En effet, la difficulté à rentrer en contact avec son élu et la limite des frais communicationnels sont pratiquement inexistants. Déjà, presque toutes les jeunes filles ont un téléphone et des comptes sur les réseaux sociaux. Ceux qui dominent la jeunesse togolaise sont Facebook et WhatsApp. F., jeune cadre togolais de la trentaine détaille encore mieux ce fait en disant : «  Avec WhatsApp, le contact est devenu plus facile. Actuellement, Le plus dur est d’avoir le numéro et d’engager la discussion. Mais les groupes WhatsApp résolvent partiellement ce problème puisqu’on peut y récupérer le numéro des filles. C’est plus facile de courtiser, les demoiselles elles-mêmes sont devenues plus expressives et entreprenantes derrière leur téléphone qu’en face. Le nœud c’est juste obtenir un rendez-vous ». 

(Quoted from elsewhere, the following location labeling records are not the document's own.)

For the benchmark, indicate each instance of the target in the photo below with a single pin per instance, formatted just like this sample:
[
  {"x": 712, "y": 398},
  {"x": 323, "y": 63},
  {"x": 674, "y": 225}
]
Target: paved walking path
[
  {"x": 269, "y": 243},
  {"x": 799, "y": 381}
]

Quitter aujourd’hui le Togo, n’est plus aussi un motif de rupture évident, parce que l’on peut rester en contact quel que soit la distance. Il faut même dire que parfois, on a même pas besoin du numéro de la fille me dit Boris ; avoir un  compte Facebook est suffisant, il suffit de regarder les photos et écrire, autant qu’on le souhaite, à celle qu’on a choisie.

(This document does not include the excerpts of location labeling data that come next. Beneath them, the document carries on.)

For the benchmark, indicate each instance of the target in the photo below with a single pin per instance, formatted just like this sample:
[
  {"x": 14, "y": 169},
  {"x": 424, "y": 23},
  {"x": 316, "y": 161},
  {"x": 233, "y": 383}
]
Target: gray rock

Il n’y a pas qu’à Lomé, que ces réseaux sociaux font fureur et modifient les techniques de drague. Même, en chine, dans un monde où la technologie est des plus avancés, ils existent de nombreux sites de rencontre. Mais « Tantan », « Two » et « Baidu » battent tous les records. Pour se faire des amitiés chinoises, il faut choisir préférentiellement Tantan et pour rencontrer des expatriés, Baidu est le lieu clé. Un jeune expatrié Togolais de 28 ans a bien voulu m’expliquer le principe de Tantan : «  il s’agit de créer un identifiant et poster sa photo ; lorsque cela plait à la seconde personne, elle aime votre photo, si en retour vous aimez sa photo, l’application vous met directement en contact. ». Toutefois l’application « Wechat » qui est incontournable ici en Chine, est le lieu privilégié pour se faire aborder à tout moment ; c’est un mixage de Facebook et de WhatsApp, avec la possibilité de faire des transactions financières via l’application.

Aujourd’hui, au Togo comme en Chine, se mettre en couple rime obligatoirement par posséder un téléphone mobile et avoir des identifiants sociaux. Ensuite, il faut afficher son partenaire par des photos et publications régulières, sinon votre fidélité est immédiatement remise en question : Serions-nous à l’épopée de la drague 3,0 ? Assurément et il faut garder à l'esprit que les échanges sur réseaux sociaux ne doivent pas remplacés les têtes-à-tête.